Despite boisterous boasting by several German brands about modular architecture in future vehicles, Toyota remained relatively quiet on the subject.
More than a year ago, the brand announced it’s “Toyota New Global Architecture” (TNGA). Just like Mercedes, BMW and Audi, the modular system will offer a streamlined and simplified production process that will ease new product development. Toyota President Akio Toyoda said that one of the goals in using TNGA will be to exceed building 10 million vehicles annually. It isn’t clear if that figure includes Lexus and Scion or only Toyota.
“No company in this industry has ever exceeded 10 million units, but we would like to achieve that level,” Toyoda told Automotive News. “And the means that we can use” to get there, he said, “is TNGA.”

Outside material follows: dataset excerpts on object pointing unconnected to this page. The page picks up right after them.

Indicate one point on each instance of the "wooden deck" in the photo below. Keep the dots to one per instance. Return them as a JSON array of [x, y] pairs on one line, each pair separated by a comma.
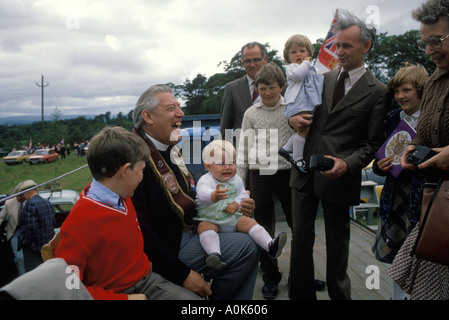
[[360, 258]]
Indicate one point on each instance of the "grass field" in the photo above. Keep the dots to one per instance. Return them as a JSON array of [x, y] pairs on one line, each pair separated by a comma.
[[11, 175]]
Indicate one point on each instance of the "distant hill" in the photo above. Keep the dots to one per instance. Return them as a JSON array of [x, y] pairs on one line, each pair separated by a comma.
[[9, 121]]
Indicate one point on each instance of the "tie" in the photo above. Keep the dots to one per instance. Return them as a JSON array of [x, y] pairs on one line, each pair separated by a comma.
[[255, 92], [339, 92]]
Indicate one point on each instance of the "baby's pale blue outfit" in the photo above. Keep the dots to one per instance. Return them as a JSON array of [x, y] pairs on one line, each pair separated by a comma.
[[305, 88], [214, 212]]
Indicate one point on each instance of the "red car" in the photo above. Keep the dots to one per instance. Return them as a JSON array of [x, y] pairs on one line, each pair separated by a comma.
[[43, 156]]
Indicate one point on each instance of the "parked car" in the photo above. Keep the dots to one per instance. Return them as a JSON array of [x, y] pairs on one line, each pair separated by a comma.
[[3, 153], [43, 155], [20, 156], [62, 202]]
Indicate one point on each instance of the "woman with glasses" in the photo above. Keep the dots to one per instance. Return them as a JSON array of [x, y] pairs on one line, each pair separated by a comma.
[[430, 281]]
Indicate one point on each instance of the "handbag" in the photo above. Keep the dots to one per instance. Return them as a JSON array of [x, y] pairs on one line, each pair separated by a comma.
[[432, 243]]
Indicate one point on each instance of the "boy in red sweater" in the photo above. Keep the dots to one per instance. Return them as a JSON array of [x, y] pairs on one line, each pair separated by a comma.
[[101, 237]]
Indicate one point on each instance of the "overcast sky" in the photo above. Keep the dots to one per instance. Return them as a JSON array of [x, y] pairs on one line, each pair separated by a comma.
[[99, 56]]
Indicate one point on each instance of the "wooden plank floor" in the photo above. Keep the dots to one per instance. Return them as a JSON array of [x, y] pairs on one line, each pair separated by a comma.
[[360, 257]]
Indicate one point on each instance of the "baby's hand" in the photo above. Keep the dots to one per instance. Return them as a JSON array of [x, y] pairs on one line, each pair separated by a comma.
[[232, 207], [385, 164], [219, 194]]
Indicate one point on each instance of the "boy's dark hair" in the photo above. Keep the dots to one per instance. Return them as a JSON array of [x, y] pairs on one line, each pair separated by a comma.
[[270, 73], [112, 148]]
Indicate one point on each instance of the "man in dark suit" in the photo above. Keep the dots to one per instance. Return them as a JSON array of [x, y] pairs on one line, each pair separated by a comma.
[[241, 94], [348, 131]]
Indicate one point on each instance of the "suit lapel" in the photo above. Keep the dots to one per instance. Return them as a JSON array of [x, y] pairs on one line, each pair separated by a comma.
[[359, 91]]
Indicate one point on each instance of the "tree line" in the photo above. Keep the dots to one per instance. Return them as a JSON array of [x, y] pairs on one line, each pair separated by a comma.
[[203, 95]]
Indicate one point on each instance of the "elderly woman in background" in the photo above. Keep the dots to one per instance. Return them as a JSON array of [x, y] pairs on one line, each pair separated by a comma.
[[430, 280]]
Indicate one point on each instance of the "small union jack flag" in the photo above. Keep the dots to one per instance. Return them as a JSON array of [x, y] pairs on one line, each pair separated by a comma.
[[327, 57]]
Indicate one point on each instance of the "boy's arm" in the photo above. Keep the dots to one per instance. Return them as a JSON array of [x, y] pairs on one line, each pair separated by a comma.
[[297, 72], [75, 254]]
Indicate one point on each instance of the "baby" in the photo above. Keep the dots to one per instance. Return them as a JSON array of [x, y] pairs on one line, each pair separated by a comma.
[[219, 193]]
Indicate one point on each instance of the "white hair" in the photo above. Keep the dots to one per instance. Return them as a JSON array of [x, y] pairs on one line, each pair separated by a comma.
[[211, 152]]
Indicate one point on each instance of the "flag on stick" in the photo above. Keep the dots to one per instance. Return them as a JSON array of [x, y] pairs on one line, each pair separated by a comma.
[[327, 56]]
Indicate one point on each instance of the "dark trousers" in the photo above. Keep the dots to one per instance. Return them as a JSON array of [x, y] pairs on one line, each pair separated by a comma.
[[263, 188], [337, 228]]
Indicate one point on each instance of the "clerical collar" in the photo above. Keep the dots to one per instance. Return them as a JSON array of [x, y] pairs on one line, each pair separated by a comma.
[[160, 146], [412, 119]]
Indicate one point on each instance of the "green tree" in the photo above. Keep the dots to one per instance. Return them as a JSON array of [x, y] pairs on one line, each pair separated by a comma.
[[391, 52]]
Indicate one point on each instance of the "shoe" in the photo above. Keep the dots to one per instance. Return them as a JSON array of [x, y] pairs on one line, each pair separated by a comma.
[[320, 285], [277, 244], [285, 154], [270, 290], [214, 261]]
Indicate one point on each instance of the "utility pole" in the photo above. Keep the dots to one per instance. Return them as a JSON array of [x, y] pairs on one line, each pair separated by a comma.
[[42, 98]]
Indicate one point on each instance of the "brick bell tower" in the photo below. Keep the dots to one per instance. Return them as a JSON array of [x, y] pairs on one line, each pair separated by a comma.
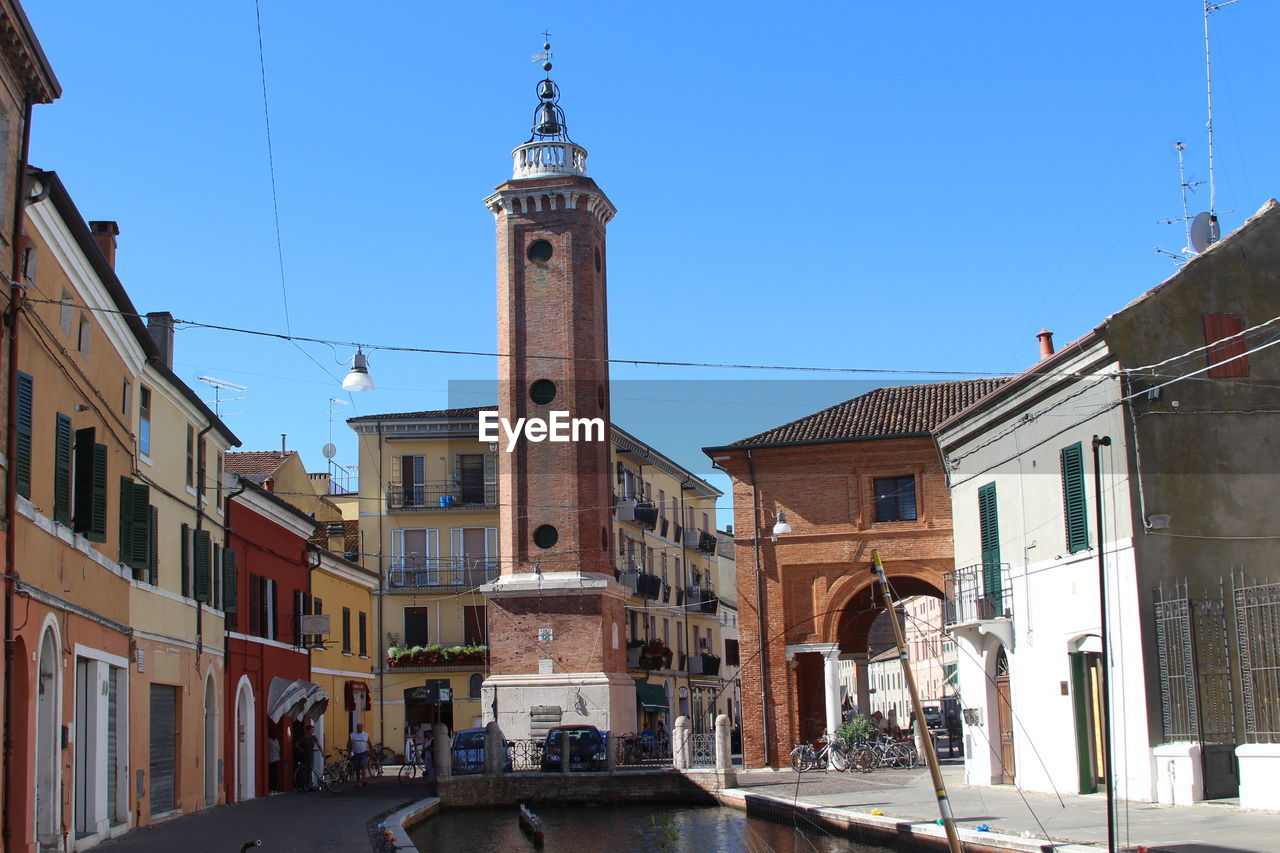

Reaching that goal would be a big deal for Toyota; a brand hampered by global recalls, natural disasters, a poor economy and the rising yen. TNGA will first be applied to three front-wheel drive vehicle platforms that will account for roughly half of Toyota’s volume.
That could prove to be a dangerous move for the brand. According to Automotive News, Toyota will also now use more components made to global standards rather than its own. While that will open the automaker to sourcing parts from major global producers to save cost, it could also have serious ramifications.
The brand expects production to be between 20 and 30 percent more efficient when those cars reach production. At that point, the cars are expected to share between 20 and 30 percent of their parts, although that commonality will balloon to between 70 and 80 percent once TNGA is in full swing.
Toyota’s reputation is built on reliability and leaning on big global parts makers could compromise that. If Toyota reaches its 10 million unit goal, that would mean roughly five million units riding on TNGA. That translates to anywhere from 3.5 to 5 million vehicles with common parts that could fall under a massive recall in one expensive mistake.
There haven’t been any officially announced nameplates associated with the new architecture, but Japanese newspaper Nikkei said the next-generation Prius will be included.
News about the future products can’t be terribly distant because Toyota said last month during a briefing that the first TNGA cars will debut in 2015.